Holographic Thermodynamics and Transport of Flavor Fields

TL;DR

This paper employs gauge-gravity duality to analyze the thermodynamics and transport phenomena of flavor fields in a strongly-coupled non-Abelian gauge theory, revealing phase transitions and calculating conductivities and drag forces.

Contribution

It introduces a holographic framework to study flavor field thermodynamics and transport, including phase transitions and responses to external fields, in a strongly-coupled gauge theory.

Findings

Identified a second-order phase transition at zero temperature when flavor mass equals chemical potential.

Computed flavor charge conductivity under external electric and magnetic fields.
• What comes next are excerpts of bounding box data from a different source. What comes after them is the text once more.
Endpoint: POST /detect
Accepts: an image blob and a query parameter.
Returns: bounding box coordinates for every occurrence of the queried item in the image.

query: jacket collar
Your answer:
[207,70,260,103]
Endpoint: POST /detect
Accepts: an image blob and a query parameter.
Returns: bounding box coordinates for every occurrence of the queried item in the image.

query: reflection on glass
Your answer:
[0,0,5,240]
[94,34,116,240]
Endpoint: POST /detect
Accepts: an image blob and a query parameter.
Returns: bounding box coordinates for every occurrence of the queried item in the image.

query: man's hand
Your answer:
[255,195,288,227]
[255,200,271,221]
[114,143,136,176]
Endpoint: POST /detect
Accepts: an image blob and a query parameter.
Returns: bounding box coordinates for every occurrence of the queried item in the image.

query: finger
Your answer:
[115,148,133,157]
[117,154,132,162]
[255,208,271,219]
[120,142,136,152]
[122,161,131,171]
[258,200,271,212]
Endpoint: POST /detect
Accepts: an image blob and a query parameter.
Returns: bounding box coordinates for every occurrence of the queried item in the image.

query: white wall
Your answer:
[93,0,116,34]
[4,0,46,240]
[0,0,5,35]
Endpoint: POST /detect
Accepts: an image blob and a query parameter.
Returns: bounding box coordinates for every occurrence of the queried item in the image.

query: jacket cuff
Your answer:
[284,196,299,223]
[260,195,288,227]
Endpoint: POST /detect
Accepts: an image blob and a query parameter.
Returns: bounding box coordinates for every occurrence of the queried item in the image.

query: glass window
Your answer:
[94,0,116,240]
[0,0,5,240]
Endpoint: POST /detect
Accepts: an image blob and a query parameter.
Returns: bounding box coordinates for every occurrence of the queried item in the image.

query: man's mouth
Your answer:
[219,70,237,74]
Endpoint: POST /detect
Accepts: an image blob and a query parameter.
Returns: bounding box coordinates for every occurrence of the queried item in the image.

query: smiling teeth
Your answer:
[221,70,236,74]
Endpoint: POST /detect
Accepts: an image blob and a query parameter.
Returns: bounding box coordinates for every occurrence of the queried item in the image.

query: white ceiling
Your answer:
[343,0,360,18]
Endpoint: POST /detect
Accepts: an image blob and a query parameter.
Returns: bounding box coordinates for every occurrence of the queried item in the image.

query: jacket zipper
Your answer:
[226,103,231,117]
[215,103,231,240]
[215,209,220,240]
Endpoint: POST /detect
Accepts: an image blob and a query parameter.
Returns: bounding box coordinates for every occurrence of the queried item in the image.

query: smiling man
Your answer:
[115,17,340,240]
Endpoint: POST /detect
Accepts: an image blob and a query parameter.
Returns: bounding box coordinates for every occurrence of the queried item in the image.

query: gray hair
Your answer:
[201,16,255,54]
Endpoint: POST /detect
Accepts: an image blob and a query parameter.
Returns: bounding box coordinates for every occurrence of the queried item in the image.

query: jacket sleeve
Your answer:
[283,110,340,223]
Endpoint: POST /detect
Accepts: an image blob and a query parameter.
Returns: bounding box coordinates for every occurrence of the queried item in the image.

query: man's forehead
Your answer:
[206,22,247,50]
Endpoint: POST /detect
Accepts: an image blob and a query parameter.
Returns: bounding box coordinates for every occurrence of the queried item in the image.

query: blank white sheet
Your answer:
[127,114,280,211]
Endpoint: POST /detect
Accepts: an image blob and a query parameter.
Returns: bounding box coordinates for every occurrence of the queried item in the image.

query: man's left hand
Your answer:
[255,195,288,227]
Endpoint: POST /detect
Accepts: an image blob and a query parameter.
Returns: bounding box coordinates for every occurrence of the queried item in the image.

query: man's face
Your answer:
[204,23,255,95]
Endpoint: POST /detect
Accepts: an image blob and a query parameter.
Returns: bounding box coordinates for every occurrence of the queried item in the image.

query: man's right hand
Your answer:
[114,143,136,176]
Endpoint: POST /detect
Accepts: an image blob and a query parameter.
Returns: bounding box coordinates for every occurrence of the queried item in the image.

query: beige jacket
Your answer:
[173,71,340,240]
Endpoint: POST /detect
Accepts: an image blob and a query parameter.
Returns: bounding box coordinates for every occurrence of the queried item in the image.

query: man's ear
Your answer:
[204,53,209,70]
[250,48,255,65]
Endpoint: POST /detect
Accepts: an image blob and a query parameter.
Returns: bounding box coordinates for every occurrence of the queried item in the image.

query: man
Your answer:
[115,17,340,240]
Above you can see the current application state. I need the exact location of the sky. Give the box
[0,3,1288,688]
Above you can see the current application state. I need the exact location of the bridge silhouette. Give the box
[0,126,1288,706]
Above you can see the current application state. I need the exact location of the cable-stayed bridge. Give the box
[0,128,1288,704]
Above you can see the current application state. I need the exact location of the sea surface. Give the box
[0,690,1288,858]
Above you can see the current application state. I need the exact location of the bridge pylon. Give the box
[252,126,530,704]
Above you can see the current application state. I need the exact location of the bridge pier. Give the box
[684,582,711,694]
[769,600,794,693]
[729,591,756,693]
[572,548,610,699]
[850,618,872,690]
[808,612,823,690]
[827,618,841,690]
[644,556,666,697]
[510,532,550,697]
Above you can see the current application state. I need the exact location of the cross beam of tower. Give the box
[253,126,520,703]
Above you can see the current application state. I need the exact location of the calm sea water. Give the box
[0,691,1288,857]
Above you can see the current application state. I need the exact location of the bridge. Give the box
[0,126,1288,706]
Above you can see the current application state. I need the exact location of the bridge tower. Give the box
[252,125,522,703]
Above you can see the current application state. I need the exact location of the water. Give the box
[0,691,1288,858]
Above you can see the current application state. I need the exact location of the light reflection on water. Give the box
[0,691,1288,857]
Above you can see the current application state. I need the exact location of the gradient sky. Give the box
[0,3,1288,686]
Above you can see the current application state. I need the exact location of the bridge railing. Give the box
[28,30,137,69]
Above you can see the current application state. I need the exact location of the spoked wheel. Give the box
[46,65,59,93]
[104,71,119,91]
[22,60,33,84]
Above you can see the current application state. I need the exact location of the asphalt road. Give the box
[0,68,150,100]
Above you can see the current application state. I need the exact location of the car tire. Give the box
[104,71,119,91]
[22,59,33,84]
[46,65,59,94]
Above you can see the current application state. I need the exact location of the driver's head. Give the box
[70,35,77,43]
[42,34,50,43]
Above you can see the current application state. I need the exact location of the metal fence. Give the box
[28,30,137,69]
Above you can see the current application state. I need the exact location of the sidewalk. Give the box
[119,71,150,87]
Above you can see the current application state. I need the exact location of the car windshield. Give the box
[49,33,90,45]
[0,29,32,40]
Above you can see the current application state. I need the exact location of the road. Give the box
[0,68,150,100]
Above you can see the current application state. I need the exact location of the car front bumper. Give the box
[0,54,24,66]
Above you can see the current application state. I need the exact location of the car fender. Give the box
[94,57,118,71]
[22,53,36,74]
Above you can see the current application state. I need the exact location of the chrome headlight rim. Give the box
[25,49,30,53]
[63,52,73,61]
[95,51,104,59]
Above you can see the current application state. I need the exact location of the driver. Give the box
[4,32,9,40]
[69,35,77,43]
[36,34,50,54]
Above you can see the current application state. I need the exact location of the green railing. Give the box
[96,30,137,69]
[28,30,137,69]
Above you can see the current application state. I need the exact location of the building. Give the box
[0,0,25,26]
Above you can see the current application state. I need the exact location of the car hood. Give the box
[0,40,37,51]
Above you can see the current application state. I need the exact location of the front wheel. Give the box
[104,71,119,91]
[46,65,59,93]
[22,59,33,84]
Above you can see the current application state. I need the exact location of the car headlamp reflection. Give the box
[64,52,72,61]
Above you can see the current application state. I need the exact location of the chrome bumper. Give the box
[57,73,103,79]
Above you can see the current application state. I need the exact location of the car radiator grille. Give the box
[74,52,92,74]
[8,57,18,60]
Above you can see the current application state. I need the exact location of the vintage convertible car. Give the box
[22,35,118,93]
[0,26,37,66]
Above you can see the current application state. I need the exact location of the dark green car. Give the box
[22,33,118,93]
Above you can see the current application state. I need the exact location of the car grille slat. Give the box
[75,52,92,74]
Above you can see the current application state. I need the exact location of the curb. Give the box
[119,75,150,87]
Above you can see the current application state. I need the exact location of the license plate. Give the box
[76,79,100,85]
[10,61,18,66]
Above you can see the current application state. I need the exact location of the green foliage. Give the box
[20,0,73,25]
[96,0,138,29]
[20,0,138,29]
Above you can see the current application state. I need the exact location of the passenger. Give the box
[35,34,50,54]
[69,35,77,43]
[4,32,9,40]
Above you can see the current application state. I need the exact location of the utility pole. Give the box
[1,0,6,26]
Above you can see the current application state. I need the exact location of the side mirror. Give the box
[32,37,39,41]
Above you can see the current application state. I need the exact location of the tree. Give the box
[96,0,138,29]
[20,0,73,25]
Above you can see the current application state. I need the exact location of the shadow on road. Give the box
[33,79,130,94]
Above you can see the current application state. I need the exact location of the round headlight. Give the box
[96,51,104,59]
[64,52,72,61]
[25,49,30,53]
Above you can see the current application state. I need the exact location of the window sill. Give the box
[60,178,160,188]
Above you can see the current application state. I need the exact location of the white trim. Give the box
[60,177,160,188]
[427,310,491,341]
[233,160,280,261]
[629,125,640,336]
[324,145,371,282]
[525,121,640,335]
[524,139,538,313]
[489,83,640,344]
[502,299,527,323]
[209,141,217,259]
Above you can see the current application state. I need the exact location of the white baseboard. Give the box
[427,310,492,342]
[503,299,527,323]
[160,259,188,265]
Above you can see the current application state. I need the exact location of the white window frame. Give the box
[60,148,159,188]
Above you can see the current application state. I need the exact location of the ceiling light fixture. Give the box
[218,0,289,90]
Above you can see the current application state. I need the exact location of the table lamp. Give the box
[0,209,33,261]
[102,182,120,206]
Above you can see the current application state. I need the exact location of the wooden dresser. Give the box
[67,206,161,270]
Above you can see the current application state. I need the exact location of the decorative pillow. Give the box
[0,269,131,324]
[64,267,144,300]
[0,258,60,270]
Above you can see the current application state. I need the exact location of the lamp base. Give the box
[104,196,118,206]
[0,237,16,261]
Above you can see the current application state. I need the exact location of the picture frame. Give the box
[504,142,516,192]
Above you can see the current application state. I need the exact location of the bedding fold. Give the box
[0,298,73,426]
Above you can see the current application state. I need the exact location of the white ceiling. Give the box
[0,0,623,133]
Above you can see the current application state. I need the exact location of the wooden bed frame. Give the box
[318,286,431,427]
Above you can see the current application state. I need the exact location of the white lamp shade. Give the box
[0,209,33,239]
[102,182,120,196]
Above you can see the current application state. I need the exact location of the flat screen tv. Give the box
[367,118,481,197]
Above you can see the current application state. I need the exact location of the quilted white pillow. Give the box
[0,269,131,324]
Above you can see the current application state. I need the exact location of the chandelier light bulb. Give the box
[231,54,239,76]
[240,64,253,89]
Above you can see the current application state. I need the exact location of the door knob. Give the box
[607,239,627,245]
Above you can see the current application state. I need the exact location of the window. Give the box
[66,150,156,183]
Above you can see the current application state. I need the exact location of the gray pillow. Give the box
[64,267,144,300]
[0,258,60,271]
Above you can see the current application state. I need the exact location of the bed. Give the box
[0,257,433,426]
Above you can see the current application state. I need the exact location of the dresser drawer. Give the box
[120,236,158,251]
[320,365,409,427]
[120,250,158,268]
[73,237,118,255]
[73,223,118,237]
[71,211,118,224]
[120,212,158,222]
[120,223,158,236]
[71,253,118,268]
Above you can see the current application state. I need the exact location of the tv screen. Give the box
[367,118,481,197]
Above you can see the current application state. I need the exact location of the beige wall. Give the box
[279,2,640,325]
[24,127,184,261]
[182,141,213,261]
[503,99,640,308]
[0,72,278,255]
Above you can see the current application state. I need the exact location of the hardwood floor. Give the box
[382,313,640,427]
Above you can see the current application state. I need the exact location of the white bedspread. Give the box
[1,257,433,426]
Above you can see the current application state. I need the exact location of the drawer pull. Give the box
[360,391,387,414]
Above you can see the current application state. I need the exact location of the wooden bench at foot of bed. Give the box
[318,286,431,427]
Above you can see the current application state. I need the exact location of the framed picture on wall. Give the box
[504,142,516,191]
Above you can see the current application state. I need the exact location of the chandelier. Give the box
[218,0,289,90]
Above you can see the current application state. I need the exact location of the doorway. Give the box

Calculated the drag force on flavor fields at large mass with finite baryon density.

Abstract

We use gauge-gravity duality to study a strongly-coupled non-Abelian gauge theory with flavor fields, i.e. fields transforming in the fundamental representation of the gauge group. We first study the thermodynamics of the flavor fields. In the grand canonical ensemble at zero temperature, we find a second-order transition when the mass of the flavor fields equals the chemical potential. We then study the transport properties of the flavor fields at finite temperature and density. We introduce external electric and magnetic fields and compute the resulting current of flavor charge. From this current we extract the conductivity, using Ohm's law. In addition, we compute the drag force on the flavor fields at large mass, in the presence of a finite baryon density and external electric and magnetic fields.